This marked the first time Minter had faced the Rockies in Atlanta since Aug. 18, when he allowed three runs after retiring the first two batters of the ninth inning. His latest blown save evolved differently, but it created the same pain when Charlie Blackmon laced a first-pitch fastball down the right-field line for a go-ahead, two-run double.
“I knew he was going to be aggressive with the first pitch,” Minter said. “The ball was supposed to be outside. I believe I missed over the middle of the plate.”
Minter might have escaped unscathed had he made this same mistake of finding the middle of the plate with any of the pitches he threw to Drew Butera, a 35-year-old backup catcher with a .201 career batting average.
With Dahl on third base and two outs, Minter was wisely careful with his approach to Ian Desmond, who drew a six-pitch walk when a 3-2 fastball just missed low and away. Given Blackmon was on deck, there was no way to defend the four-pitch walk issued to Butera.
“I didn’t mind him walking Desmond,” manager Brian Snitker said. “I didn’t want him giving in to him, but you can’t walk the next guy.”
After Blackmon followed with his two-run double, Trevor Story greeted former Minor League teammate Dan Winkler by drilling a 0-2 curveball deep over the left-field wall. The 429-foot shot provided a comfortable lead for the Rockies, who trailed 5-2 in the fifth inning.
“I think that is the first 0-2 homer I’ve given up in my career,” Winkler said. “Obviously, I’d like to have bounced that one and maybe come back with another one. Credit to him. Tomorrow is a new day. I’ll be ready again.”
Since surrendering Rhys Hoskins’ grand slam on Opening Day, Jackson has worked 11 consecutive scoreless appearances (12 1/3 innings).
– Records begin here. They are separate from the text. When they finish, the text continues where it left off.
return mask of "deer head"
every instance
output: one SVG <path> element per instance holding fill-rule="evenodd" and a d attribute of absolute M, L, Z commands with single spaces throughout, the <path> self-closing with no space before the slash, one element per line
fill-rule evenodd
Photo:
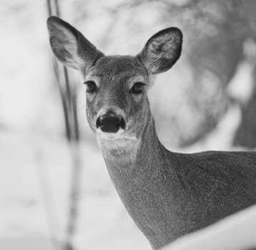
<path fill-rule="evenodd" d="M 82 73 L 92 131 L 107 140 L 138 139 L 151 119 L 147 91 L 152 76 L 170 69 L 182 51 L 174 27 L 152 36 L 135 56 L 104 56 L 79 31 L 56 16 L 47 21 L 53 52 Z"/>

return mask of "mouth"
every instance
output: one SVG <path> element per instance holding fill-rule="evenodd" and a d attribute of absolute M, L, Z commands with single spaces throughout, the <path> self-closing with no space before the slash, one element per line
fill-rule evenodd
<path fill-rule="evenodd" d="M 97 129 L 96 135 L 99 138 L 110 141 L 122 139 L 126 137 L 124 135 L 124 129 L 122 128 L 119 128 L 118 131 L 116 133 L 104 132 L 101 129 Z"/>

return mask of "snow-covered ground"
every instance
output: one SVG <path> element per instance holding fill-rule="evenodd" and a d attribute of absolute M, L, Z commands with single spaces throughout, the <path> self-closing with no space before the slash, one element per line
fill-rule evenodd
<path fill-rule="evenodd" d="M 84 143 L 81 151 L 77 249 L 149 249 L 119 201 L 99 151 Z M 0 249 L 6 244 L 6 250 L 14 250 L 16 241 L 34 249 L 52 230 L 61 238 L 71 170 L 65 141 L 5 131 L 0 134 Z"/>

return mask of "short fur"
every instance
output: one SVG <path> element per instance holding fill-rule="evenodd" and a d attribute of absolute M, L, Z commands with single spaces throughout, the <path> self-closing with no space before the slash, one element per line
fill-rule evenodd
<path fill-rule="evenodd" d="M 154 35 L 135 57 L 105 56 L 85 38 L 80 42 L 70 36 L 74 28 L 62 22 L 56 17 L 48 21 L 53 51 L 74 68 L 83 59 L 86 69 L 79 70 L 85 81 L 97 84 L 97 92 L 87 94 L 88 121 L 117 193 L 154 249 L 256 204 L 255 153 L 174 153 L 157 138 L 147 89 L 152 74 L 179 59 L 178 29 Z M 70 38 L 77 49 L 66 46 Z M 69 54 L 56 49 L 63 46 Z M 146 84 L 139 95 L 130 93 L 137 81 Z M 99 114 L 109 110 L 124 116 L 123 133 L 109 135 L 96 127 Z"/>

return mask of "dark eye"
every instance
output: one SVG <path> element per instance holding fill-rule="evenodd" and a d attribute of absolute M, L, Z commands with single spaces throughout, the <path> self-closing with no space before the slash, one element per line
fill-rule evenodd
<path fill-rule="evenodd" d="M 87 86 L 87 91 L 88 93 L 94 93 L 98 91 L 98 87 L 97 86 L 94 81 L 87 81 L 84 83 Z"/>
<path fill-rule="evenodd" d="M 144 84 L 143 82 L 140 82 L 140 81 L 136 82 L 130 89 L 129 92 L 131 94 L 142 94 L 143 92 L 143 89 L 144 85 L 145 84 Z"/>

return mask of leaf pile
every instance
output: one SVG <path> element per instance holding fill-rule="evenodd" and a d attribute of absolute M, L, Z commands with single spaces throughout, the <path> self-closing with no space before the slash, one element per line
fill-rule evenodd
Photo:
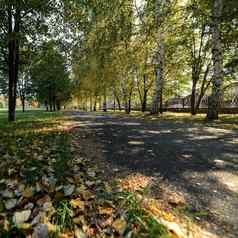
<path fill-rule="evenodd" d="M 0 237 L 170 237 L 133 193 L 103 181 L 80 156 L 80 137 L 44 127 L 7 135 Z"/>

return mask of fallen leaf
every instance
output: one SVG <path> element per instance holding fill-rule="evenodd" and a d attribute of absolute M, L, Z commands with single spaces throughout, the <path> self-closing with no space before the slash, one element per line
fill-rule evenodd
<path fill-rule="evenodd" d="M 126 221 L 123 218 L 118 218 L 112 223 L 112 227 L 122 235 L 126 229 Z"/>

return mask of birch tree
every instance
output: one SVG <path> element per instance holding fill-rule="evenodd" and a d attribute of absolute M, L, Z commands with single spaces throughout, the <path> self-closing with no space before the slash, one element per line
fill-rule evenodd
<path fill-rule="evenodd" d="M 214 0 L 212 14 L 212 60 L 213 60 L 213 79 L 212 93 L 208 99 L 207 118 L 210 120 L 218 119 L 219 108 L 222 99 L 223 84 L 223 54 L 221 44 L 221 15 L 222 0 Z"/>
<path fill-rule="evenodd" d="M 167 0 L 156 1 L 156 25 L 157 25 L 157 70 L 155 81 L 155 92 L 152 101 L 151 114 L 162 113 L 162 84 L 164 78 L 164 33 L 162 27 L 163 9 L 168 4 Z"/>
The right-hander, who was deemed a questionable addition to the Opening Day roster, has stood as the only reliable asset within a Braves’ bullpen that has produced a 4.74 ERA through 26 games, 23rd in the Majors.
Fortunately for the Braves, they are far from the only team dealing with bullpen issues. The fact they are one of four teams within three games of first place in the National League East has been aided by the fact the Mets’ and Nationals’ bullpens have actually been even less efficient.
As the Braves move forward, they can only hope Minter puts this latest two-out mishap against the Rockies behind him and starts to provide the late-inning stability this team will need to defend its division crown.
“If you’re going to close games, you’ve got to have a short memory,” Snitker said. “You’ve got to put it behind you and come out and close the game tomorrow. I know he can do it. He’s proven he can.”